Skala obostrzeń będzie zależna od tego, jak będzie rozwijała się pandemia - powiedział minister zdrowia Adam Niedzielski. Według resortu zdrowia najbardziej prawdopodobne jest apogeum liczby zakażeń w ciągu półtora tygodnia, a potem spadek - zaznaczył.
"Jeżeli te scenariusze będą bardzo dolegliwe, a ja cały czas zakładam, że w ciągu tego półtora tygodnia będziemy mieli przesilenie, to wtedy oczywiście te limity będą obniżane w sposób bardziej drastyczny" - podkreślił w środę na konferencji prasowej.
Szef MZ apelował, by myśleć w kategoriach prawdopodobieństwa.
"Według naszej oceny najbardziej prawdopodobny jest ten wariant, że w ciągu tego półtora tygodnia będziemy mieli apogeum, a następnie spadek liczby zakażeń" - powiedział minister.
"Jeżeli będzie inny scenariusz, to będziemy oczywiście zwiększali restrykcje" - zapewnił Niedzielski odpowiadając na pytanie dziennikarzy.
Powiedział, że resort myśli wariantowo o rozwoju sytuacji i jeśli będzie niebawem apogeum, a potem spadek zakażeń, to wtedy z punktu widzenia MZ nie ma potrzeby wdrażania takich narzędzi powiększających restrykcje.
Zaznaczył, że jego zdaniem napisanie regulacji restrykcyjnej nie rozwiązuje problemu zakażeń w takim stopniu, jak wartość szczepień, wartość nowych kontraktowanych leków, przygotowanie lekarzy czy pielęgniarek do walki z pandemią. Według niego to jest istota walki z pandemią, a nie restrykcje.
Zaznaczył, że w woj. lubelskim czy podlaskim są już spadki zakażeń.

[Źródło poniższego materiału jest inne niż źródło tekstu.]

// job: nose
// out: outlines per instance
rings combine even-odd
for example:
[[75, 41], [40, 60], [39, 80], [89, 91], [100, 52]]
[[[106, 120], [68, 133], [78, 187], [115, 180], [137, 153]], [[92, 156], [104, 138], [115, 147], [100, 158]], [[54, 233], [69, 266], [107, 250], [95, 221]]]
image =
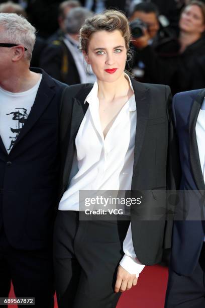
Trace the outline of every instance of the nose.
[[108, 65], [113, 65], [115, 63], [114, 56], [112, 53], [108, 53], [106, 61], [106, 64]]

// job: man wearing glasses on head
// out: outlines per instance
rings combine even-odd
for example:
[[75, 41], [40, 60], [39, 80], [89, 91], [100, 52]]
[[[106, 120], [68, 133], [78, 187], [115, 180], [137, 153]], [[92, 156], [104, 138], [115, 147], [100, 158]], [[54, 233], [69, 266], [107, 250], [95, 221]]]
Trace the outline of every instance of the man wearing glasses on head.
[[65, 85], [29, 69], [35, 41], [26, 19], [0, 14], [0, 297], [9, 296], [12, 281], [17, 297], [50, 308]]

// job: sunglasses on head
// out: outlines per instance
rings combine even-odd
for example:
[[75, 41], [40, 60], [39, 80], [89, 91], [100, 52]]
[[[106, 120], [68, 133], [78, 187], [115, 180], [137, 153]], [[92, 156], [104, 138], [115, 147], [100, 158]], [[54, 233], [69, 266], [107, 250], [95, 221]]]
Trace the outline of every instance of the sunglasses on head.
[[[15, 46], [19, 46], [19, 44], [12, 44], [11, 43], [0, 43], [0, 47], [14, 47]], [[24, 47], [24, 50], [25, 51], [27, 50], [27, 48]]]

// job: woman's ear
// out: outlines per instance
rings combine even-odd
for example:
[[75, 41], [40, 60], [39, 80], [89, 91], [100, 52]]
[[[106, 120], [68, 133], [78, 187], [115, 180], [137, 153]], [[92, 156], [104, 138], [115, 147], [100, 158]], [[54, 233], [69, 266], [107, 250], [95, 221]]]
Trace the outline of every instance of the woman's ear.
[[84, 51], [84, 50], [82, 51], [82, 53], [83, 54], [83, 56], [84, 56], [84, 57], [85, 58], [86, 62], [87, 63], [87, 64], [89, 64], [89, 59], [88, 59], [88, 56], [87, 55], [87, 54], [86, 53], [85, 51]]

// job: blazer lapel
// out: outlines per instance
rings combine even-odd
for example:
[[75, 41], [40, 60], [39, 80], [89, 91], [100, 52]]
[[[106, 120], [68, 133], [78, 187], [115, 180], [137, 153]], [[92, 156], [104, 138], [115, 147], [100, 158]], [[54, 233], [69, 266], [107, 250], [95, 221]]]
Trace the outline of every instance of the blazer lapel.
[[52, 89], [55, 86], [54, 83], [52, 80], [47, 79], [44, 73], [43, 72], [42, 79], [33, 107], [9, 155], [13, 152], [19, 141], [32, 128], [55, 95], [54, 91]]
[[137, 106], [137, 126], [134, 155], [133, 174], [137, 164], [149, 116], [149, 90], [143, 84], [131, 79]]
[[8, 155], [8, 152], [6, 148], [5, 145], [2, 140], [2, 137], [0, 136], [0, 148], [4, 152], [6, 155]]
[[196, 125], [198, 113], [205, 96], [205, 89], [200, 92], [194, 100], [191, 108], [189, 124], [189, 151], [192, 173], [198, 190], [204, 190], [205, 185], [201, 172], [196, 135]]
[[93, 85], [91, 85], [90, 87], [86, 87], [85, 90], [81, 91], [75, 97], [72, 99], [73, 108], [70, 130], [66, 133], [69, 143], [67, 147], [65, 161], [64, 163], [63, 163], [63, 165], [64, 166], [63, 174], [63, 191], [65, 190], [69, 180], [73, 158], [75, 137], [89, 105], [87, 102], [84, 104], [84, 101], [92, 86]]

Powiedział, że jeśli będziemy mieli do czynienia ze znacznie gorszym scenariuszem - czyli nie będzie tego wyhamowania, żeby odsunąć widmo przeciążenia systemu opieki zdrowotnej będzie myślał o restrykcjach, które stosowano w poprzednich falach.
"Mówimy o zwiększaniu tych limitów z np. obłożeniem kin, innych miejsc publicznych, zgromadzeń publicznych" - powiedział. Zmniejszana będzie liczba osób, która może znajdować się na metrze kwadratowym powierzchni.
"Całość wysiłku, jeśli chodzi o walkę z pandemią, to jest przede wszystkim wyposażenie, usprzętowienie, walka o inwestycje w szpitalnictwo, w kadrę, która zajmuje się pacjentami i to są działania fundamentalne" - powiedział. Kolejnym zabezpieczeniem są oczywiście szczepienia - dodał.
Niedzielski ma nadzieję, że w kolejnych falach tym zabezpieczeniem będą leki na Covid.
Zaznaczył, że obecnie - czego nie było przy pierwszej fali - mamy już np. wiedzę o pandemii i szczepionki.
"Teraz możemy prowadzić bardziej liberalną politykę w zakresie restrykcji i to jest polityka pragmatyczna, a nie polityka zaniechania, o której często mówi opozycja. To polityka ważenia co mamy, na co możemy liczyć i jakie narzędzia są skuteczne" - zapewnił szef MZ.